I explained and he listened. Not without popping some ‚What's ‚Oh my lord's and ‚holy fuck's in it.
„I don't know what to do.", I finally said. „I love her and I can't be without her, it hurts so bad. And the thought of her with another man or her getting married to another man one day is.. ugh I can't stand it. She's my girl, you know? But she said she can't keep her hands off Leah and she somehow loves her as well and I... I don't know, it's.."

Casey stopped me. „Okay so, you just said that the thought of her with another man bothers you, and went on to not finding any words about her and Leah and how Jennifer being with her makes you feel. How does it make you feel? I feel, it doesn't bother you as much as her being with another man."

He had a point there.
„I don't know it.. sure it bothers me, I want my girl all to myself. But somehow it's... I don't know. Is it like an extended friendship they have?"

„Extended a LOT!", Casey said and had to laugh at himself.

„I don't know it.. I think... all I want is for her to be happy. And the thing with Leah does make her happy. And I make her happy."

„So?", Casey asked. „I mean maybe this won't go on forever. Maybe they'll lose interest, or Leah starts dating someone.."

„I don't know. That's nothing I wanna speculate about because.. what if they don't.
God I miss her."

„It's been a night, Ben."

„Almost two. And... have you met Jennifer? I miss her so bad. Oh god I miss her laugh and her smile."

„Why don't you just call her?", he suggested.
„I don't know."

Casey went home a few minutes later and I went to bed. Maybe I'll call her tomorrow. Or text. Just to check in on her. I really don't know what to do.

Jennifer's POV

I got home and my chef had made extra yummy food, and I feel like Benny had to do something with it. So I sat down to eat, but I couldn't eat a lot. At least I did eat and I already felt better.

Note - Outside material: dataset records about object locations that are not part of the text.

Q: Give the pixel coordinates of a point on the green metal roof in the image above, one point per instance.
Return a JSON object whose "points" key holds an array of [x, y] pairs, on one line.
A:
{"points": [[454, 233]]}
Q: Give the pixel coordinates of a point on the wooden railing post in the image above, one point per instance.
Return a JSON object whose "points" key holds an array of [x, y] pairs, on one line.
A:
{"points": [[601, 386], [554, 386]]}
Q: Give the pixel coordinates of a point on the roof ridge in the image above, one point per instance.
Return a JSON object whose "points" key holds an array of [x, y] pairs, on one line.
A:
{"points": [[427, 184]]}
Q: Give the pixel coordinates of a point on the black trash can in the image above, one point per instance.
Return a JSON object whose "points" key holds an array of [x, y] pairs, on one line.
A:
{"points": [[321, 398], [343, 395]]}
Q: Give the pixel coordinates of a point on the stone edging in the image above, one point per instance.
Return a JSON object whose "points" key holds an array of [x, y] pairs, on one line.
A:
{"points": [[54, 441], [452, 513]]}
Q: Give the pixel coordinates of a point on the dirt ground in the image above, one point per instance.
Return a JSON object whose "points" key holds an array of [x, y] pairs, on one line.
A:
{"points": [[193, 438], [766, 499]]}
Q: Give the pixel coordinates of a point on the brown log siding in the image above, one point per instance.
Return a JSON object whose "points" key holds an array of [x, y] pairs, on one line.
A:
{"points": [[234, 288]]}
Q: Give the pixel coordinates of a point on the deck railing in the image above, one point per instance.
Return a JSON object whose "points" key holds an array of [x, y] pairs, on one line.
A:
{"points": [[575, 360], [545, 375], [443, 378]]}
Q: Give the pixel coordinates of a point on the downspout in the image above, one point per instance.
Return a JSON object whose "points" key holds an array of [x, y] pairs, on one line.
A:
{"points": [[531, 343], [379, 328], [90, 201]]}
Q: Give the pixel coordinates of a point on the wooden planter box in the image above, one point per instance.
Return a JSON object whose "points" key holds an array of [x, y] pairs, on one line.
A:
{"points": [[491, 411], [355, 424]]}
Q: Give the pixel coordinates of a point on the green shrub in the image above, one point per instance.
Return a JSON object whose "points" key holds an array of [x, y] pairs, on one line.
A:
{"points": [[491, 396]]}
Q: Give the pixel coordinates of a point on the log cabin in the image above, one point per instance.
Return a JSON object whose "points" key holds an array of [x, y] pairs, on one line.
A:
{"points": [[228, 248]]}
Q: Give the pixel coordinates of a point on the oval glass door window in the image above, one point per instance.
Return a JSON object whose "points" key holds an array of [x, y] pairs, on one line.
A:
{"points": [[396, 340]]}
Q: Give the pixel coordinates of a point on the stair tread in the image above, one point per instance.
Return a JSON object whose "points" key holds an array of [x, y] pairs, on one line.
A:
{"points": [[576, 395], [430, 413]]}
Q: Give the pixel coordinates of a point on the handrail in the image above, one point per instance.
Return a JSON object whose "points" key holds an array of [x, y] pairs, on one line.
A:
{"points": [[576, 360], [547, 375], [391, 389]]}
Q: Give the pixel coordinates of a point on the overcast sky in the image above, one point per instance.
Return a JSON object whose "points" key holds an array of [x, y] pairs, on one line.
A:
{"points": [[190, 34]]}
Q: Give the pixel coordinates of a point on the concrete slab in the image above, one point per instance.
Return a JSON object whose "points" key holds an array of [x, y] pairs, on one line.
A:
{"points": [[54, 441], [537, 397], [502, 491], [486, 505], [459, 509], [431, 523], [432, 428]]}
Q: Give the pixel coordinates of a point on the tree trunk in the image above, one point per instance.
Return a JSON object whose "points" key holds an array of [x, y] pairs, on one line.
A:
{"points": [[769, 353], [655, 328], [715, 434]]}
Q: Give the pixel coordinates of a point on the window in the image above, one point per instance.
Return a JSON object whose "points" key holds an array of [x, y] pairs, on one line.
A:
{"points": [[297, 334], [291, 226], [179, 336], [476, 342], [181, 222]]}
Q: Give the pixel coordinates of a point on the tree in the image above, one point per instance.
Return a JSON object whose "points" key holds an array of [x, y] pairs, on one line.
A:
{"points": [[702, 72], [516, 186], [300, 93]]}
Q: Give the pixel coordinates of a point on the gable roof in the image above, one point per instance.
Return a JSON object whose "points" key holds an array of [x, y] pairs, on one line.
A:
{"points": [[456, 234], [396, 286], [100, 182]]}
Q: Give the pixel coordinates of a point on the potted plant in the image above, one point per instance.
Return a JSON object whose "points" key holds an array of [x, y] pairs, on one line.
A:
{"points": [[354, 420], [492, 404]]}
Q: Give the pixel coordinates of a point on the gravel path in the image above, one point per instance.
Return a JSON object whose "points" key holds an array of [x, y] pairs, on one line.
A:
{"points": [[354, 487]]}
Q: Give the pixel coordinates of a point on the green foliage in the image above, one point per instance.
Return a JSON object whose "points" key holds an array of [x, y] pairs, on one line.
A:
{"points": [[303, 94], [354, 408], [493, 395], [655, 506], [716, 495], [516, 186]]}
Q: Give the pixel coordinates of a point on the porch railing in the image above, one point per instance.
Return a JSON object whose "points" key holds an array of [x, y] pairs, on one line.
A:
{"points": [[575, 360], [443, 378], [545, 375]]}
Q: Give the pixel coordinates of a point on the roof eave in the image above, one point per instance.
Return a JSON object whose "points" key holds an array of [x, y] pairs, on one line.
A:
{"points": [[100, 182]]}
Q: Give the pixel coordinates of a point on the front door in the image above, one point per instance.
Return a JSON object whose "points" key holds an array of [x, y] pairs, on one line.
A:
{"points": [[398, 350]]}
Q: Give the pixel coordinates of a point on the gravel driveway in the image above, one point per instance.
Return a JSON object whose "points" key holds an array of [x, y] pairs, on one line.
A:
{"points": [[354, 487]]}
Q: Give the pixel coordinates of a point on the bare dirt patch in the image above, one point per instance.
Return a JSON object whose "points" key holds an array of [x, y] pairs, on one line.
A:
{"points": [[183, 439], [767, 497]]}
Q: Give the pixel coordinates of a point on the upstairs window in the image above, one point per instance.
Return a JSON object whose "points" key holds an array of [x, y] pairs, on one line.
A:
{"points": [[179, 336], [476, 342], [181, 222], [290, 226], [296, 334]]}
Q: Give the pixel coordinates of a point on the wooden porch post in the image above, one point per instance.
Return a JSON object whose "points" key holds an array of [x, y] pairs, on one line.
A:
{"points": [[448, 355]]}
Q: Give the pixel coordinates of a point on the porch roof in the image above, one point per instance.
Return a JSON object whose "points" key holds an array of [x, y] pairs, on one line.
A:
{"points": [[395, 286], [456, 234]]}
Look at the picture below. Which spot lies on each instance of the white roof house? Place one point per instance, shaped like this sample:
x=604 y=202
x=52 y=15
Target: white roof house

I showered and got into bed, thinking about Ben. Where he was, what's he doing.
The thought of him being with someone else popped up in my head. What if he's fucking someone else to get over me. Or to show me what it feels like.

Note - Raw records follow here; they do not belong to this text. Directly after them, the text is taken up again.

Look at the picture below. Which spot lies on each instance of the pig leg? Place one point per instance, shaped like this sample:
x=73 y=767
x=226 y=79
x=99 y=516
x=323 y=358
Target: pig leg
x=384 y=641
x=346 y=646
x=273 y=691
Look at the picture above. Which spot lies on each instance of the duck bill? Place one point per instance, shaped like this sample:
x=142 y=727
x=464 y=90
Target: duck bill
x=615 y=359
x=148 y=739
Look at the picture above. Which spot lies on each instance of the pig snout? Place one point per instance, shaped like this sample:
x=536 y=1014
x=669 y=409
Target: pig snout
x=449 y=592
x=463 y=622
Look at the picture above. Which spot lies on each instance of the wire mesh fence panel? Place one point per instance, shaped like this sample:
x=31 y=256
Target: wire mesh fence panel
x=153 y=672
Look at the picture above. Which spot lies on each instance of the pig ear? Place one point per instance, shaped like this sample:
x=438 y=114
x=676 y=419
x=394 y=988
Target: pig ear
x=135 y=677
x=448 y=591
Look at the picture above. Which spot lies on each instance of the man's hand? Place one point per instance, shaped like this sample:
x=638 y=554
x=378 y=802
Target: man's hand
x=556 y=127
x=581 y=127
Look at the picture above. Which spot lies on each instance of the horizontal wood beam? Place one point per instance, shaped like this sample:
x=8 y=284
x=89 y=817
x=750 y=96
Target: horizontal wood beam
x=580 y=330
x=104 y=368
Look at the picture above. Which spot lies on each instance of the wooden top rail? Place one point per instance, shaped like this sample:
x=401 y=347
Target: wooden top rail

My heart felt like being clamped in a vise and my stomach turned. I started crying and I felt sick to my stomach. I ran to the bathroom, made it to the toilet, got on my knees and threw up. I leaned my head against the toilet seat and cried. My stomach felt terrible. All the food I managed to eat was.. well, gone.

I brushed my teeth, washed my face and got back to bed, where I cried myself to sleep. I felt pathetic.

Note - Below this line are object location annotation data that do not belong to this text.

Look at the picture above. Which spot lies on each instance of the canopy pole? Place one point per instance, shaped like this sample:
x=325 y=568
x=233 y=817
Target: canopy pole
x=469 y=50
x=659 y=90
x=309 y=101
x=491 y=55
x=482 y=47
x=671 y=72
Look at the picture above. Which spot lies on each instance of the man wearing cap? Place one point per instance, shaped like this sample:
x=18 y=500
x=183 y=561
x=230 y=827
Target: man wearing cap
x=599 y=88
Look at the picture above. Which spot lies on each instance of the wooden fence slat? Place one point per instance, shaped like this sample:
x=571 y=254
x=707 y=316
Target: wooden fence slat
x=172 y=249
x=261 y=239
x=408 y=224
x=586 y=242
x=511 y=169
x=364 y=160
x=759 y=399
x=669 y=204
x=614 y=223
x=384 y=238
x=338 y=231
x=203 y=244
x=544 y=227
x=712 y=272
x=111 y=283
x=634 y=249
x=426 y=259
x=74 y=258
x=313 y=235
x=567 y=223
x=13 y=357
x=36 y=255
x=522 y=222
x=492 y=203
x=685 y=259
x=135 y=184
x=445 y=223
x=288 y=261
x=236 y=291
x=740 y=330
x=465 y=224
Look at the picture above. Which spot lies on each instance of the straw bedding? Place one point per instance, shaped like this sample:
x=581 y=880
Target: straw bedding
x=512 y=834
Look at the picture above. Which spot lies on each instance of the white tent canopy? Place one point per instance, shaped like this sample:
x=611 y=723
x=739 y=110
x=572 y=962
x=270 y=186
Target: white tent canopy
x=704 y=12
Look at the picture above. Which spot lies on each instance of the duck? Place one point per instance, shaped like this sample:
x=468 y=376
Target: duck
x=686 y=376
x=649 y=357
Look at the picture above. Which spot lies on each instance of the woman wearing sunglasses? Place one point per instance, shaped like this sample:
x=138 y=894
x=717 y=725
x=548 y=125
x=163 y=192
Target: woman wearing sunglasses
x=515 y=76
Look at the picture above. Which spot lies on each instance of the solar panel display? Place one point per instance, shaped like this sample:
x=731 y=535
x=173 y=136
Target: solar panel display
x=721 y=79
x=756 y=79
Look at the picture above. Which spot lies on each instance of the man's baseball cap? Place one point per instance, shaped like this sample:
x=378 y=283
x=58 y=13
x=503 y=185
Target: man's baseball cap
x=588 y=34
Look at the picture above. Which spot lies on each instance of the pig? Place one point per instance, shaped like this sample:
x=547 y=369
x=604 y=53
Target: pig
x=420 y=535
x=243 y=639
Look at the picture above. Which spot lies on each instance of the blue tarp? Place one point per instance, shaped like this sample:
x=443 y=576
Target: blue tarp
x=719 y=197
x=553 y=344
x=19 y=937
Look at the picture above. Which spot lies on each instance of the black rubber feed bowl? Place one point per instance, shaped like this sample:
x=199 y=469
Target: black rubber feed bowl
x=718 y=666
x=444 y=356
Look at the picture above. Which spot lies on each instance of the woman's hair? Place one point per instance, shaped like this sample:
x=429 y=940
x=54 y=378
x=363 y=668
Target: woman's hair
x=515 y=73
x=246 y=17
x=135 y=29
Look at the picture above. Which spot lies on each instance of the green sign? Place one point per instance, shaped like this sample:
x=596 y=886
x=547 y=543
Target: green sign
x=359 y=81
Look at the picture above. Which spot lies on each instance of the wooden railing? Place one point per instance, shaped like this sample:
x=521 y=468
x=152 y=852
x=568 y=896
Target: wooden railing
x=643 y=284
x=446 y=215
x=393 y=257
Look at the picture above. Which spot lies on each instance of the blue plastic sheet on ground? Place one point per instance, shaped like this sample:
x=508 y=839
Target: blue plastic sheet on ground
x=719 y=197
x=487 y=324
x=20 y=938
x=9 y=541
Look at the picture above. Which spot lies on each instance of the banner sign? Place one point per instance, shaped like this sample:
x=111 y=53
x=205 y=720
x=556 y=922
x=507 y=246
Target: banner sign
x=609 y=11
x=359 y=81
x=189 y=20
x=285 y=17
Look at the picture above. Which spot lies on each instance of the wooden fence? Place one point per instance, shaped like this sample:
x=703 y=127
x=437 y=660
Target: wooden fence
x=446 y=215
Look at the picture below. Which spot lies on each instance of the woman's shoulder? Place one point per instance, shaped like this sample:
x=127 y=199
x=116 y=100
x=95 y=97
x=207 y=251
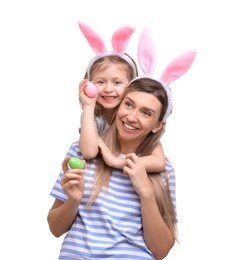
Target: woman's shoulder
x=169 y=166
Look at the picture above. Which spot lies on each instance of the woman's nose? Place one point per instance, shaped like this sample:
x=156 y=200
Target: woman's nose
x=108 y=87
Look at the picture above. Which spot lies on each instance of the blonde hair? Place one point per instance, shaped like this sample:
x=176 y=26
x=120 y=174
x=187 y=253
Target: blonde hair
x=110 y=137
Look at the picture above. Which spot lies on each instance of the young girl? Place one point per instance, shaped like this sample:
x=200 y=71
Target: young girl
x=111 y=72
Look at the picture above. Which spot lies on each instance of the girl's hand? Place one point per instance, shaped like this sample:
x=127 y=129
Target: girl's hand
x=83 y=98
x=138 y=175
x=72 y=181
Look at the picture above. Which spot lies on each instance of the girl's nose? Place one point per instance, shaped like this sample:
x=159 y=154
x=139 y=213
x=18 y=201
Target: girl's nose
x=108 y=87
x=132 y=116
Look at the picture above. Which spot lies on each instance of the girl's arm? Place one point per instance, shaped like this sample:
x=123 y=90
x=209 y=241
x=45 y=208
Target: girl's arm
x=156 y=161
x=88 y=134
x=109 y=158
x=62 y=214
x=152 y=163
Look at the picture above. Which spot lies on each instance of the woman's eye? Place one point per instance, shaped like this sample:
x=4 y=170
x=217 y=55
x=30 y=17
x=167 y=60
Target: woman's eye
x=127 y=104
x=100 y=82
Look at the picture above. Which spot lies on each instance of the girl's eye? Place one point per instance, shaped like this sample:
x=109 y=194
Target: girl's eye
x=117 y=82
x=146 y=113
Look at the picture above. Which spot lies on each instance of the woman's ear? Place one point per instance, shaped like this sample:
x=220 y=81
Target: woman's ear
x=159 y=126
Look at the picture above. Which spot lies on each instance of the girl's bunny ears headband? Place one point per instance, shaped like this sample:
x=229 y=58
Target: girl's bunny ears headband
x=119 y=41
x=174 y=70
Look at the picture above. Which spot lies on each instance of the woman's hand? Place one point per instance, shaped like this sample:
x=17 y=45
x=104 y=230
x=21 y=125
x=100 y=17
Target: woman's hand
x=138 y=175
x=72 y=181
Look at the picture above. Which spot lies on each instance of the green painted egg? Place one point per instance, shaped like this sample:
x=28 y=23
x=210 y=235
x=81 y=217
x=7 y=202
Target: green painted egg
x=75 y=163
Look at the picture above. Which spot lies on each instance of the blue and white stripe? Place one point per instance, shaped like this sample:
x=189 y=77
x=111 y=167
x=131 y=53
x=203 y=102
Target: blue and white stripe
x=112 y=227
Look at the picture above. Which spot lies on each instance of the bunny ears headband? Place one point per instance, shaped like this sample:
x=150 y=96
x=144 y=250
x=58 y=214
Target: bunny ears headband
x=174 y=70
x=119 y=41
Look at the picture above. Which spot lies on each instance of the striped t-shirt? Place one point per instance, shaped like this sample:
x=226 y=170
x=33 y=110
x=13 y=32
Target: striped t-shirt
x=112 y=227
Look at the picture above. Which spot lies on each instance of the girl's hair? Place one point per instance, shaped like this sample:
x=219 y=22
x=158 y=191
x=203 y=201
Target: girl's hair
x=158 y=180
x=111 y=59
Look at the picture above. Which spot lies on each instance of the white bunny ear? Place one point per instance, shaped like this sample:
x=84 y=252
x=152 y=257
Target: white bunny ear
x=178 y=67
x=146 y=53
x=121 y=37
x=95 y=41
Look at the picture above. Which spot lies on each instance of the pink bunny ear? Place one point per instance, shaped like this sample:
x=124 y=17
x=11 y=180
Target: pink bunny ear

I woke up the next morning and I was extremely hungry. Finally. I quickly went downstairs to eat where, again, a lot of yummy
stuff had been prepared. A shake, scrambled eggs, yoghurt and fruits, nuts.
I had some of the shake and ate the yoghurt with fruits, then grabbed a few nuts and I really felt better, energy wise at least. It still wasn't the amount of food I eat normally, but it was something.

My phone buzzed and I looked at it. It was a text from Ben and my heart dropped.

„I want you to know that I'm thinking about you. Us. I'm at my house, taking some time."

I teared up but held myself back and texted him back immediately.

„I miss you. I love you. I'll wait."

That's all I texted because I didn't wanna pressure him by saying I want him to come back. Although I wanted nothing more.

But his text wasn't a goodbye or a break-up or anything. He said he's thinking and maybe I haven't lost him.

With the energy I felt I went and hit the gym before showering and going to rehearsals. Today I was on track and I demanded more run throughs, to catch up what we lost yesterday. Today distracting myself with work worked. I kept my body busy so my mind wouldn't torment me.

I went back home all sweaty and done and I was pleased with myself. After a shower I grabbed my laptop to work some more and sat down to eat.
This is going to be the third night without Ben by my side, I realized.

When I went to bed I looked at his side and cried. Not one day had passed without tears.
The covers still held his scent and I cuddled into them and took deep breaths while I just let the tears come. At some point, I fell asleep.

The next morning came and I had a busy day ahead with meetings and rehearsals. In the afternoon Leah checked in to see how I was and we agreed that she would come over for dinner.